Я сижу за столом и чувствую себя не в своей тарелке. Для меня ее признание — событие даже большее, чем убийство человека. Того мерзавца, который в меня стрелял, я прикончил с удовольствием и нисколько об этом не жалею. Но сейчас я не знаю, как себя вести. Впервые в жизни не знаю, как вести себя с женщиной.
— У нас была тяжелая ночь, — сумел выдавить я из себя, — потом, очевидно, сказалась и твоя реакция. Некоторым женщинам нравится, когда их бьют. Это такой мазохистский комплекс. Кроме того, ты увидела, что я убил человека. И все это, видимо, подействовало на твою психику. Ты видишь, я разговариваю с тобой откровенно. Поэтому выбрось эти глупости из головы.
— Я не мазохистка, — упрямо говорит эта дурочка, — и мне не нравится, когда вы ведете себя, как скотина. Но когда вы застрелили мерзавца, я обрадовалась. Я испугалась, что он вас убьет.
— Прекрасно, — пробормотал я, — хорошо, что ты успела крикнуть.
— Вы никогда не любили? — она отвергает мой ернический тон.

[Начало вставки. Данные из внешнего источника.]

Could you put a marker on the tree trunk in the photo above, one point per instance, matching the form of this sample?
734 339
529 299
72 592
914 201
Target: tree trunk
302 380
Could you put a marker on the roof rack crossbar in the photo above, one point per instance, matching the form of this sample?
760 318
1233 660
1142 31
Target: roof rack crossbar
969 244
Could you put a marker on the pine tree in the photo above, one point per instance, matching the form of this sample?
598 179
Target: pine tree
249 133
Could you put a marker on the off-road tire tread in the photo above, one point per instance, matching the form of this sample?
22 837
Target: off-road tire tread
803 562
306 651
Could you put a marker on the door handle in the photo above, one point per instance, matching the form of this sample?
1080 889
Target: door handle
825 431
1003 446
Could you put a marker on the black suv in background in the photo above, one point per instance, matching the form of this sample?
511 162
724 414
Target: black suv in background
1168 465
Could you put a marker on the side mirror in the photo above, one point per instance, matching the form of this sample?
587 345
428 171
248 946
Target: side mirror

— В молодости, — говорю я, вспоминая свою первую любовь, — это была девочка из нашего класса. Мы дружили до восьмого класса, а потом я узнал, что она тайком целуется с моим другом. И мы с ней поссорились.
— И с тех пор вы ненавидите женщин?
— Из тебя не получится последовательницы Фрейда, — улыбнулся я. — Не нужно все трактовать так примитивно, — у меня было много женщин. Просто моя жизнь сложилась так, что я стал сутенером. Иначе я не смог бы зарабатывать себе на хлеб. Когда я приехал в Москву, то довольно быстро понял, что никому здесь не нужен. И мои знания никому не нужны. Зато всем моим знакомым мужчинам нужны были девочки для свиданий. И конечно, друзья, которые могли этих девочек обеспечить. Я начал налаживать связи, выяснял адреса, организовывал встречи, снимал квартиры. В общем, постепенно втянулся и стал заниматься тем, чем занимаюсь. Поэтому Фрейд тут ни при чем. И моя первая любовь тоже не имеет к этому никакого отношения.